I always make a list of gift ideas and year after year I throw in as an afterthought ….
Once you have created a photo calendar for a loved one – you will quickly think to yourself – “I am never doing this again.” However, you can never simply go to Target and buy a generic “I love Kittens” calendar again for said loved one. Once you have given it once – you have put yourself into the calendar vortex. The end of the year inevitably comes and they demand a replacement.
“Last year I was too tired to make one for my mother and she was so mad – so I had to give her one that I made for my Grandmother and lie and pretend that I made it for her.” a friend confessed to me when I said I had to make a photo calendar for my father-in-law every Christmas.
I have purchased designer cologne and cashmere sweaters all with one click on the Nordstrom.com website – but that’s not good enough.
No easy one-click shopping is allowed.
You must spend an entire day or evening creating….
the photo calendar.
Shutterfly is offering a free calendar until tomorrow – so I decided that last night would be the night that I spent on this masterpiece.
You think it will be easy because Shutterfly makes you think it will be.
IT’S A LIE.
First thing you have to do is figure out how to get
100, 500 over 1000 pictures from your iPhone into your computer.
I plugged my phone into my laptop and started the download process.
That took hours.
My laptop groaned and made crazy noises.
Shutterfly kept sending messages that the downloads had stopped.
I received several error messages and warnings that my computer and phone would blow up.
I plugged along.
Finally all of the 800,000 pictures were downloaded. Now all I had to do was go to Shutterfly and place pics into the calendar!
Shutterfly will pop up messages to make you think that things are easy breezy – like this:
So then you go ahead and try to choose your calendar STYLE!!
Have fun!! There’s only 500 million choices!! Pick one that makes sense people!!
So you pick one and then all you have to do is pop your pictures into the calendar template.
So now you have to strategically place very precious pictures from the past year into each month. Remember whose birthday is in each month!! Be sure not to put a 5×7 horizontal picture into a 4×6 portrait slot!!
Did I mention that now it’s midnight?
At this point when you are just about to place pictures into each month – you have already been working on this project for hours.
Mr. Gaga will usually stroll into the room at this point with a beer and say “What are you doing?” incredulously, since I have been hunched over the computer for hours crying and yelling.
“I’m making a fucking calendar for your fucking father you asshole!!” I scream.

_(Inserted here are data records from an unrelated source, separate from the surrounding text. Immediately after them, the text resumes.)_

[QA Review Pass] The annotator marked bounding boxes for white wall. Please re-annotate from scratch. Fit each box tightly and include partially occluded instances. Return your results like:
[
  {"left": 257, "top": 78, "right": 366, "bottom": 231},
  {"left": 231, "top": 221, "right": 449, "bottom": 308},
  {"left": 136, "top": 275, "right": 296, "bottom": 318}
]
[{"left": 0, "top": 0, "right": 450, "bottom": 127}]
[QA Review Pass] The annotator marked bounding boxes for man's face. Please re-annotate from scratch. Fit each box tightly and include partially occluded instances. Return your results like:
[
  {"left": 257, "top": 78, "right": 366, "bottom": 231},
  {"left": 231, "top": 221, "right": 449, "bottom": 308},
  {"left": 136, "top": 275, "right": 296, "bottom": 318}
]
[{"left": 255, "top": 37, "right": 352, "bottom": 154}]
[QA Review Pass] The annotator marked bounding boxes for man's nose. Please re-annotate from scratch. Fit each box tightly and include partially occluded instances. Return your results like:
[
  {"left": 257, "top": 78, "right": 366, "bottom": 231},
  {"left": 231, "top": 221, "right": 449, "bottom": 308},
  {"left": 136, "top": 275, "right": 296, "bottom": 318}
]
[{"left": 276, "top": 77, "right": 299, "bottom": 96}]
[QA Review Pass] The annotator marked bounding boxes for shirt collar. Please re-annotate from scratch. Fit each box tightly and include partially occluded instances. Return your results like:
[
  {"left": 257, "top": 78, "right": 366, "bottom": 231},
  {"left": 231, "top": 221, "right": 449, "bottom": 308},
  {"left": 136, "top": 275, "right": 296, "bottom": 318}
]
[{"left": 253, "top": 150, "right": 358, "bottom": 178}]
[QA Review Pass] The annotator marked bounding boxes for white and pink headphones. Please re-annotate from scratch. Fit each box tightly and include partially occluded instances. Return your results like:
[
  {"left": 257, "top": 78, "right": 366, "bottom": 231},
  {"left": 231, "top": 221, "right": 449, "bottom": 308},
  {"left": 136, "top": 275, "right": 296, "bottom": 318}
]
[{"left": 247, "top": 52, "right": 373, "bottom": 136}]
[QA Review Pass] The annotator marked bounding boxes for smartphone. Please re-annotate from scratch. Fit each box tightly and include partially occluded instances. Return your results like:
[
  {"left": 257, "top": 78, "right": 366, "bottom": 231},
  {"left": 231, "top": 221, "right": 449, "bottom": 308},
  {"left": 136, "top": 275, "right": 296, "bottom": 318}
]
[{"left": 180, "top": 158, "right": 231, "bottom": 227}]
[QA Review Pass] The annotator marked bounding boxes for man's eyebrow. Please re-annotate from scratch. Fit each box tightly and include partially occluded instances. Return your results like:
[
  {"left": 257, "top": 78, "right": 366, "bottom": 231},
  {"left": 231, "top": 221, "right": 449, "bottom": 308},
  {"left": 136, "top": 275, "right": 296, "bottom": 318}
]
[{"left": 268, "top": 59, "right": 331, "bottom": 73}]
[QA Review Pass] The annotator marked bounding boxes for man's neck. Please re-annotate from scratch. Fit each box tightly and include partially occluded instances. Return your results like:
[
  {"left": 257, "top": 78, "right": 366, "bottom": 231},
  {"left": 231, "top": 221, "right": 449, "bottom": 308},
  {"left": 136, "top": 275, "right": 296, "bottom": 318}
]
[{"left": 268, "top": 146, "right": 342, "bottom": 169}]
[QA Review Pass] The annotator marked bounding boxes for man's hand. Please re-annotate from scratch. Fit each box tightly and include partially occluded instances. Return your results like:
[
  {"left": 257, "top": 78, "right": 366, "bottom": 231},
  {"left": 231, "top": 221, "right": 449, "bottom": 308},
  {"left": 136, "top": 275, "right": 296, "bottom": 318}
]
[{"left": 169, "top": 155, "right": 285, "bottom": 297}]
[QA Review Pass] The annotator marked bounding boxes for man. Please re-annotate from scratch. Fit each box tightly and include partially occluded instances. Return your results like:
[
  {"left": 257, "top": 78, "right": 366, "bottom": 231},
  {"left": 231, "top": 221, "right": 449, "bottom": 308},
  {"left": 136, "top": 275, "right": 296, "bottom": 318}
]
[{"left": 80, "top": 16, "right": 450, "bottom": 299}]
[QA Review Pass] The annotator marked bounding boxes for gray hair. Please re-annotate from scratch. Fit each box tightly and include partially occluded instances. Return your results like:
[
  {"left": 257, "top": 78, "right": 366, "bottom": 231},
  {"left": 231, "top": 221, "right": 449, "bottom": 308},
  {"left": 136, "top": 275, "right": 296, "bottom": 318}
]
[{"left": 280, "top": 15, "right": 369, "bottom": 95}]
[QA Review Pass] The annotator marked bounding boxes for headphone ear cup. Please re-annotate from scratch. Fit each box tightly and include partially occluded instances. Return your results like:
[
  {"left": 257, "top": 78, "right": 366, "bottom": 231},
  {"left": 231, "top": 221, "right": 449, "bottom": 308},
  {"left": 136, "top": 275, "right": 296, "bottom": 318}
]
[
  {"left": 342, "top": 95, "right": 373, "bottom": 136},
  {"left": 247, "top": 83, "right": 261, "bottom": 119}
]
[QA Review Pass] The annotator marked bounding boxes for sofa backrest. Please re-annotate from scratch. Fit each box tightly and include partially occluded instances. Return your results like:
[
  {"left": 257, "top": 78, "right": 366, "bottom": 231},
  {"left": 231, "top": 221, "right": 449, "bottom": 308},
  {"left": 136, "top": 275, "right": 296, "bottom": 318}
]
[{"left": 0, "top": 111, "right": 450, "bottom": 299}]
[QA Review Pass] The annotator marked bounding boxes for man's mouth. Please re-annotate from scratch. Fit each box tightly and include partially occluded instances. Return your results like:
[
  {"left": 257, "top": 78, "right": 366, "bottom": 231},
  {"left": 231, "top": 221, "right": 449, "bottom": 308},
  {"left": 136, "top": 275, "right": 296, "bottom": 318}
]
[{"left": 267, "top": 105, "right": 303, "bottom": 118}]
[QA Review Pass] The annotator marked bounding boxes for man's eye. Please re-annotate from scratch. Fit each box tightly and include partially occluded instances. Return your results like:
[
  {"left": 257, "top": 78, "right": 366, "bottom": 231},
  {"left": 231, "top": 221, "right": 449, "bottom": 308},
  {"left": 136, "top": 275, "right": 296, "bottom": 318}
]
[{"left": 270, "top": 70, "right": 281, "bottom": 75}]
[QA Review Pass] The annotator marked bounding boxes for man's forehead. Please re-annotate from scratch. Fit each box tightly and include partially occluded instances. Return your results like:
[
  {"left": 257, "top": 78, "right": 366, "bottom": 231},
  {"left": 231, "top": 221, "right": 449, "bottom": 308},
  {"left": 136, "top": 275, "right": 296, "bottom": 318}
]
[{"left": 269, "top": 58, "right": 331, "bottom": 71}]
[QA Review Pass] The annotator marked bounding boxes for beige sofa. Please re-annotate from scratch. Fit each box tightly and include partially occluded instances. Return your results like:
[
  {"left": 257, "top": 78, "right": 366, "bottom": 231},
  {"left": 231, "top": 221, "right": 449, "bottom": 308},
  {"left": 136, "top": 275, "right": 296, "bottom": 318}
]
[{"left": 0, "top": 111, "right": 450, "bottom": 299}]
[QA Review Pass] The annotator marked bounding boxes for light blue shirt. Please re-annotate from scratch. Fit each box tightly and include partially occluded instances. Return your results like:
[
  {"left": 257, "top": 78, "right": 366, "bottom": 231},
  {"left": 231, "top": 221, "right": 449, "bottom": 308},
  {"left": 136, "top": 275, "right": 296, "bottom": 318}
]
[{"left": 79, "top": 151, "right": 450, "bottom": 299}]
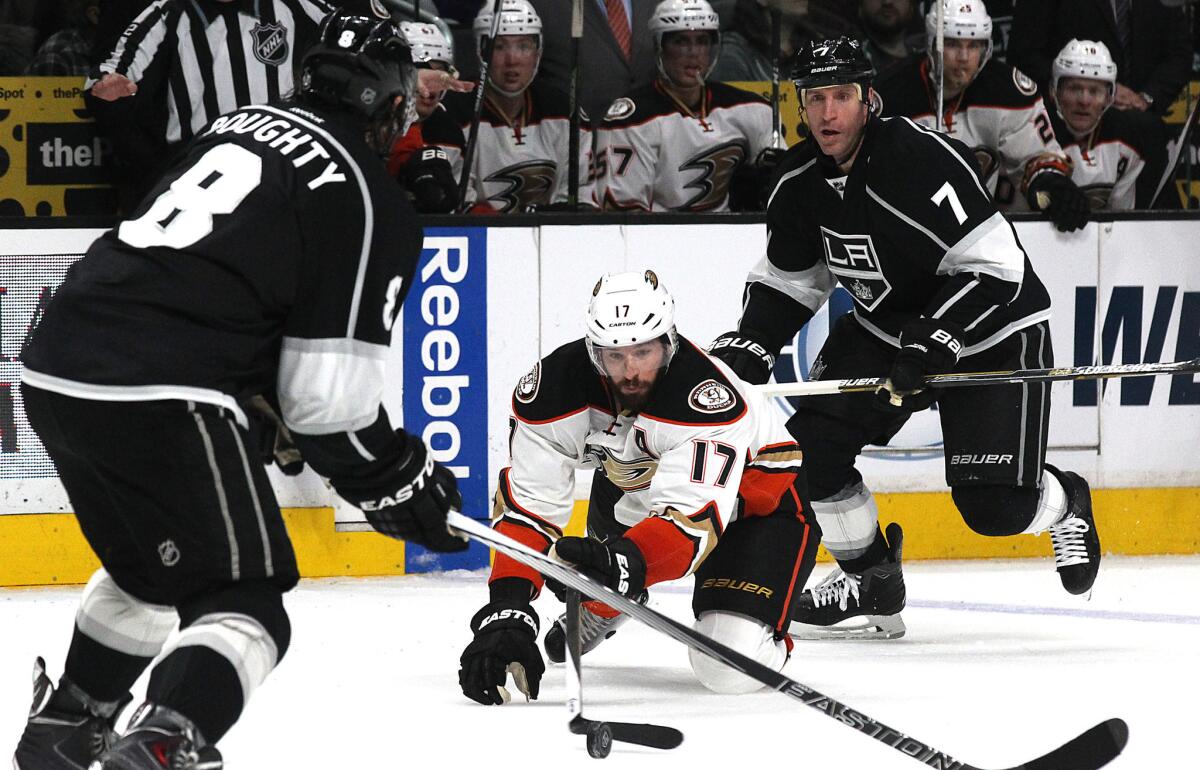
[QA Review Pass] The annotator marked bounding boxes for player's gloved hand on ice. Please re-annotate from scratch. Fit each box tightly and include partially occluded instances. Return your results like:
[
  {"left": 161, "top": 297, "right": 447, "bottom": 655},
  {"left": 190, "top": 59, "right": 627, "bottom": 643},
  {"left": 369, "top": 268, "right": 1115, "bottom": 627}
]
[
  {"left": 875, "top": 318, "right": 962, "bottom": 411},
  {"left": 404, "top": 145, "right": 458, "bottom": 213},
  {"left": 458, "top": 601, "right": 546, "bottom": 705},
  {"left": 708, "top": 331, "right": 775, "bottom": 385},
  {"left": 330, "top": 431, "right": 467, "bottom": 553},
  {"left": 1028, "top": 172, "right": 1091, "bottom": 233},
  {"left": 546, "top": 536, "right": 646, "bottom": 601}
]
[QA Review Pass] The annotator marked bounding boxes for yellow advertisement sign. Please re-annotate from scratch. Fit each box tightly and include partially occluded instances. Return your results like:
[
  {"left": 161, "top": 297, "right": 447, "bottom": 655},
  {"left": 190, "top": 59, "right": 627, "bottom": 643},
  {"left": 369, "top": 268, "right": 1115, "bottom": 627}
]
[{"left": 0, "top": 77, "right": 116, "bottom": 217}]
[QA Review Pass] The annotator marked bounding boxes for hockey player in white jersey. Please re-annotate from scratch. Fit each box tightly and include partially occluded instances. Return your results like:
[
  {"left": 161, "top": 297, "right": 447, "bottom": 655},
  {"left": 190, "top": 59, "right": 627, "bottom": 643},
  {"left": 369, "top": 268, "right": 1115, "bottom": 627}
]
[
  {"left": 458, "top": 270, "right": 820, "bottom": 704},
  {"left": 388, "top": 22, "right": 467, "bottom": 213},
  {"left": 596, "top": 0, "right": 772, "bottom": 211},
  {"left": 1050, "top": 40, "right": 1166, "bottom": 211},
  {"left": 445, "top": 0, "right": 593, "bottom": 213},
  {"left": 875, "top": 0, "right": 1088, "bottom": 231}
]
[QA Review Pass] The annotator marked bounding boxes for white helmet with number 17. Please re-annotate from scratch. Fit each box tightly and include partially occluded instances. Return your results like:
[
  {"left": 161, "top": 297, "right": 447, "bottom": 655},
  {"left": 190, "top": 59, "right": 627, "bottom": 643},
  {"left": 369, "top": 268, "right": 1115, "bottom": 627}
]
[{"left": 586, "top": 270, "right": 679, "bottom": 374}]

Also – did I mention that each time you place the perfect picture into the template you will see various error messages that will put you into a cold sweat?
Without fail – every picture that you choose will be met with a huge hazard sign with an exclamation point inside of it – indicating that moving forward with said picture will result in disastrous results that could potentially destroy Jesus’ birthday.
Bleary-eyed and exhausted I will see repeated messages that the pictures I am choosing will be blurry and over-pixelated, and I will click out of the messages pretending that I didn’t see them. All the while wishing I was dead and dreaming of my bed.
The calendar will arrive with overpixelated and blurry pictures – but I will quickly wrap that shit up and pretend that it was Shutterfly’s error.
When all of your overpixelated pictures are perfectly placed in each month – you will tell Shutterfly that your project is complete and you will ask to review your purchase.
Now it’s 2 AM – You are sweating and dehydrated.
You have learned the lesson the hard way.
Nothing is free.
Nothing is 40 percent off.
No free address labels are worth this torture.
Your back and neck are broken and stiff.
You only can think of your bed and your red bloodshot eyeballs and you want to murder the executives at Shutterfly.
Finally you will push yourself and you will finish this project. Some months might end up having the same pictures as other months. You might have an entire year of blurry photos. None of it matters.
Just complete the fucking order and check it off of your to-do list.
And pray that the person pushing this calendar into his wall with a thumbtack knows that it is worth more than gold. It’s worth more than a pashmina or a $80 Jo Malone candle.
That this “free” calendar wasn’t free.
It came at the cost of your blood, sweat and tears. That you almost died making this precious daytimer.